Hin und Her gerissen – Mein Dishonored 2 Test-Fazit
Dishonored 2 überzeugt mich vor allem in einem Punkt: die Fülle an Möglichkeiten, wie ich eine Situation lösen kann, ist immens. Umgebung erkunden, Verstecke auschecken und den Ablauf planen. Wenn ihr schnell reagiert, könnt ihr eure Taktik sogar „on the fly“ noch verändern. Sollte euch bei einem Schleich-Durchlauf schon der erste Feind entdecken, einfach per Teleporter so weit weg wie möglich weg teleportieren und auf ein Neues.
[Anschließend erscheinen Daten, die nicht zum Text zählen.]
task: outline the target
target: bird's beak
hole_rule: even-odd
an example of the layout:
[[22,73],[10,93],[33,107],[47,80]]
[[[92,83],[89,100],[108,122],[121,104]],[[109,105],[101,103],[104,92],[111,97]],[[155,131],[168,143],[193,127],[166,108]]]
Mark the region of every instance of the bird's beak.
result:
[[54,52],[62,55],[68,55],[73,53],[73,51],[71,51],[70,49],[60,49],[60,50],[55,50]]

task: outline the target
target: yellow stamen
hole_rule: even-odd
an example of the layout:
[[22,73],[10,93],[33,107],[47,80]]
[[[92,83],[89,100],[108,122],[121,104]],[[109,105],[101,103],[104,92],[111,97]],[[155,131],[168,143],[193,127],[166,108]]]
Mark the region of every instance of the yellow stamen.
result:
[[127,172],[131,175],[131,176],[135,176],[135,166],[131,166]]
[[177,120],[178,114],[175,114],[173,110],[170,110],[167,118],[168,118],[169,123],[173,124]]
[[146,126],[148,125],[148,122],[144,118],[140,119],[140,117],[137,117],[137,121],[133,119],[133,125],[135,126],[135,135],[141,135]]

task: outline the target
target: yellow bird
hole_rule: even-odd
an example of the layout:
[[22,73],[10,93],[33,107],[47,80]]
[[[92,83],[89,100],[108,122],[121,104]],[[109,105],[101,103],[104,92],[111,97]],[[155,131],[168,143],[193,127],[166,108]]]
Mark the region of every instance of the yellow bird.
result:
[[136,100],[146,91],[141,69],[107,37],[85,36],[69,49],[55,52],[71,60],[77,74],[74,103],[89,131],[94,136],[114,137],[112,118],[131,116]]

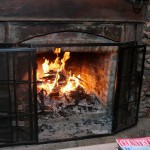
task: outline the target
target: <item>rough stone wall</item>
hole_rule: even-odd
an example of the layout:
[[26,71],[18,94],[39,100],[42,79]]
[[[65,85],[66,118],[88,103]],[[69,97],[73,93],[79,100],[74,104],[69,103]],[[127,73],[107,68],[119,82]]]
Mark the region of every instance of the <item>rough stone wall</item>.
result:
[[150,4],[147,7],[147,18],[142,42],[143,44],[146,44],[147,47],[139,117],[150,117]]

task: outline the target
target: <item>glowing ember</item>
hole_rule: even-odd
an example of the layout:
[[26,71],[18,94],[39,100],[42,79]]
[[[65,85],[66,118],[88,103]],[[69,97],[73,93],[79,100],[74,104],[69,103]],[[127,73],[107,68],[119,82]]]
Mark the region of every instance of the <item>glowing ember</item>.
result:
[[[65,71],[65,64],[70,58],[70,52],[65,52],[62,59],[58,57],[59,53],[61,53],[61,48],[56,48],[54,51],[56,59],[53,62],[49,62],[47,59],[44,60],[42,78],[39,78],[39,71],[37,73],[38,81],[42,82],[42,84],[38,84],[38,89],[44,89],[48,94],[53,92],[54,89],[57,89],[58,93],[67,93],[75,91],[79,85],[82,86],[80,75],[76,77],[71,74],[71,71],[69,73]],[[40,74],[42,73],[40,72]]]

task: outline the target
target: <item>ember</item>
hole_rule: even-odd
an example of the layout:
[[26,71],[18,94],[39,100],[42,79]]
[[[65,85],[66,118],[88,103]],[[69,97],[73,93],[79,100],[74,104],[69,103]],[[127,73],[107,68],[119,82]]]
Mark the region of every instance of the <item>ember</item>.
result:
[[70,52],[65,52],[62,56],[61,49],[56,48],[54,56],[54,60],[52,56],[49,59],[44,58],[44,63],[38,61],[37,102],[40,141],[64,136],[68,138],[109,133],[111,116],[106,115],[106,109],[94,90],[88,89],[86,84],[91,80],[87,81],[84,78],[84,71],[77,72],[75,69],[78,67],[67,63]]
[[98,110],[100,102],[93,93],[86,92],[81,76],[72,74],[71,70],[65,70],[70,52],[65,52],[62,59],[59,53],[61,49],[56,48],[56,59],[53,62],[45,59],[42,64],[43,73],[37,72],[39,112],[51,112],[53,118],[56,115],[67,116],[81,111]]

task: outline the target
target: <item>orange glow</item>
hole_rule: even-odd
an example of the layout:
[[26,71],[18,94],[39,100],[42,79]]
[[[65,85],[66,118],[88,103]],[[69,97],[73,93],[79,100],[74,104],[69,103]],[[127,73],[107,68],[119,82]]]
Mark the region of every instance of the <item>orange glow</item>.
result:
[[[42,64],[43,68],[43,77],[39,78],[39,74],[42,74],[39,70],[37,71],[37,79],[42,82],[38,85],[38,89],[44,89],[48,94],[53,92],[54,88],[59,89],[59,93],[67,93],[70,91],[76,90],[80,85],[80,75],[77,77],[74,74],[71,74],[71,71],[67,73],[65,71],[66,61],[70,58],[70,52],[65,52],[63,58],[58,57],[61,53],[61,48],[56,48],[54,54],[56,54],[56,59],[53,62],[50,62],[48,59],[44,60]],[[52,73],[51,73],[52,72]],[[65,76],[66,84],[59,85],[60,74]]]
[[42,64],[43,72],[47,73],[49,71],[49,60],[45,59],[44,63]]

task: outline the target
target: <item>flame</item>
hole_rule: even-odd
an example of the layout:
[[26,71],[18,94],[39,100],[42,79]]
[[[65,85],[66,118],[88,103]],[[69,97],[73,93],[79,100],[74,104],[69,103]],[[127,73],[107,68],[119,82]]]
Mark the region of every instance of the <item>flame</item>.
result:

Diese große Vielfalt an Wegen, die euch durch ein Level führen, verschafft Dishonored 2 einen hohen Wiederspielwert. Wie weit nach unten kann ich den Bodycount drücken? Schaffe ich es, ohne überhaupt jemanden töten zu müssen? Wer über die wirklich altbacken wirkende Grafik hinwegsehen kann und Lust auf einen rasanten Action-Titel mit großer Methodenvielfalt hat, kann bei Dishonored 2 getrost zugreifen und in die Welt der Familie Kaldwin eintauchen.